Kylian Mbappe scores France’s fourth goal past Croatia’s Danijel Subasic in the 2018 FIFA World Cup Final in Moscow in July. (Shaun Botterill/Getty Images)

Despite years of impropriety, FIFA — soccer’s international governing body — has eliminated the term “corruption” from its code of ethics.

World soccer officials have long been accused of taking bribes, diverting funds and match-fixing. The most prominent pair — former FIFA president Sepp Blatter and former vice president Jack Warner — were investigated by the ethics committee before being removed from the organization. Warner was subsequently banned for life and faces extradition to the United States on a variety of criminal charges.

After persistent claims of corruption and mismanagement, the ethics committee removed Blatter from his post in 2015. Warner was suspended by the committee in 2011; about a month later, FIFA announced his resignation from all his posts within the organization.

That same committee has now watered down punishments for malfeasance.

The previous edition of the code of ethics, adopted in 2012, referred to “bribery and corruption” and noted that while other offenses face a 10-year statute of limitations, “Prosecution for bribery and corruption is not subject to such a limitation period.”

But the 2018 edition identifies specifically “betting, gambling or similar activities” and “bribery, misappropriation of funds and match manipulation.”

FIFA vowed a corruption crackdown after the Department of Justice indicted more than a dozen world soccer officials — including Warner — in 2015 on charges that included wire fraud, racketeering and money laundering.

But malfeasance persists in the organization.

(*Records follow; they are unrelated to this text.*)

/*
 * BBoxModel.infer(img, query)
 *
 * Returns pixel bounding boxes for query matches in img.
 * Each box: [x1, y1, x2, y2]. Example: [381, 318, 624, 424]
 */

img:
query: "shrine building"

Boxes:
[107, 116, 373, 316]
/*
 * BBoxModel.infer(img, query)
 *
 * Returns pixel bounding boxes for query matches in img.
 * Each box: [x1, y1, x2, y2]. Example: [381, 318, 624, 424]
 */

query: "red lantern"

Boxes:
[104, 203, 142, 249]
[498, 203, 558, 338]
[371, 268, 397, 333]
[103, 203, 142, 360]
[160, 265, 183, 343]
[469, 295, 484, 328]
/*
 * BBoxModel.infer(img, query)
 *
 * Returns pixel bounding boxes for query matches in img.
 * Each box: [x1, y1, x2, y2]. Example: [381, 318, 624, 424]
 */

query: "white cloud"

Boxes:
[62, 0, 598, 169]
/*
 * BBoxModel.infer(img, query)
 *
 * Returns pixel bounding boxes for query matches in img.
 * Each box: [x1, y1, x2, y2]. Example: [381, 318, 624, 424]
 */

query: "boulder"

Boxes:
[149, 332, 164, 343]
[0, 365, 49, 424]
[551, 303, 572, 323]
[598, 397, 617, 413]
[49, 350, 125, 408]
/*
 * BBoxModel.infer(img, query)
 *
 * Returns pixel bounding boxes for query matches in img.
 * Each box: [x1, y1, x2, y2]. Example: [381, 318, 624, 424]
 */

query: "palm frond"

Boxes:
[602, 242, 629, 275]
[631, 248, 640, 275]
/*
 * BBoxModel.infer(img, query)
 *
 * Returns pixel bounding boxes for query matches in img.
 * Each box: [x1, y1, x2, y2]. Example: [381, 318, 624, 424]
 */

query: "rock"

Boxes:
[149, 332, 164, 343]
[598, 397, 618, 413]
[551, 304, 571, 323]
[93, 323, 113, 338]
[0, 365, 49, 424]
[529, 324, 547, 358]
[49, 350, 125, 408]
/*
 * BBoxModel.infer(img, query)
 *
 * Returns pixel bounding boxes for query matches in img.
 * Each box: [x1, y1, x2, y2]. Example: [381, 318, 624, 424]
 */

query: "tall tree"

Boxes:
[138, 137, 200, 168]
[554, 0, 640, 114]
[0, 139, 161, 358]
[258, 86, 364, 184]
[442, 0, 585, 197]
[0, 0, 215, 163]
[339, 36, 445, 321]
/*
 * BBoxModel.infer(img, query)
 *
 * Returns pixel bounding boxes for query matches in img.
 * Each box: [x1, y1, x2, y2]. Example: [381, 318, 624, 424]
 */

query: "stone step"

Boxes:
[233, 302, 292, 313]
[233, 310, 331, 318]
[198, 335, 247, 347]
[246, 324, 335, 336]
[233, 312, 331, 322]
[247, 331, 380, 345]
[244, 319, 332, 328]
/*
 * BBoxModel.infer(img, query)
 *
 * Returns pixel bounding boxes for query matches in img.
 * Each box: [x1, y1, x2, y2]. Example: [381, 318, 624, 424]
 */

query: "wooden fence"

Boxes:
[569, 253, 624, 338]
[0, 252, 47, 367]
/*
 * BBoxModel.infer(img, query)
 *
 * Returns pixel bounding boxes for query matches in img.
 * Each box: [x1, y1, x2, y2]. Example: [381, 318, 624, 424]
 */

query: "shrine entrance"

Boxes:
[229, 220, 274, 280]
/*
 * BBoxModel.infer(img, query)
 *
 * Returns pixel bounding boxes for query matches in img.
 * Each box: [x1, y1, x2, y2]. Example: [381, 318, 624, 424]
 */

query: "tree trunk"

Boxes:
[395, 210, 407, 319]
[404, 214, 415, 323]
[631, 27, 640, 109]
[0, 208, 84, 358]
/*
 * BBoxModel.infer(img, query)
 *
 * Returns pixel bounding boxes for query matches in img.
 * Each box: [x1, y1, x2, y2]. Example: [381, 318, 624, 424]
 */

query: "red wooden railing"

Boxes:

In May, FIFA banned the former Salvadoran national team coach for life for attempting to talk his club into throwing a 2016 match against Canada. It banned the former general secretary of the Guatemalan Football Association for life for awarding media rights contracts to certain companies in exchange for personal kickbacks.

The new code of ethics seems to walk back steps taken in that crackdown. The changes may seem semantic, but wholesale alterations appear in how such offenses are punished. Now, the 10-year statute of limitations applies to these violations as well.

And under a new rule, “defamation,” violators can be banned from the sport for up to five years.

“Persons bound by this Code are forbidden from making any public statements of a defamatory nature towards FIFA and/or towards any other person bound by this Code in the context of FIFA events,” according to article 22.2.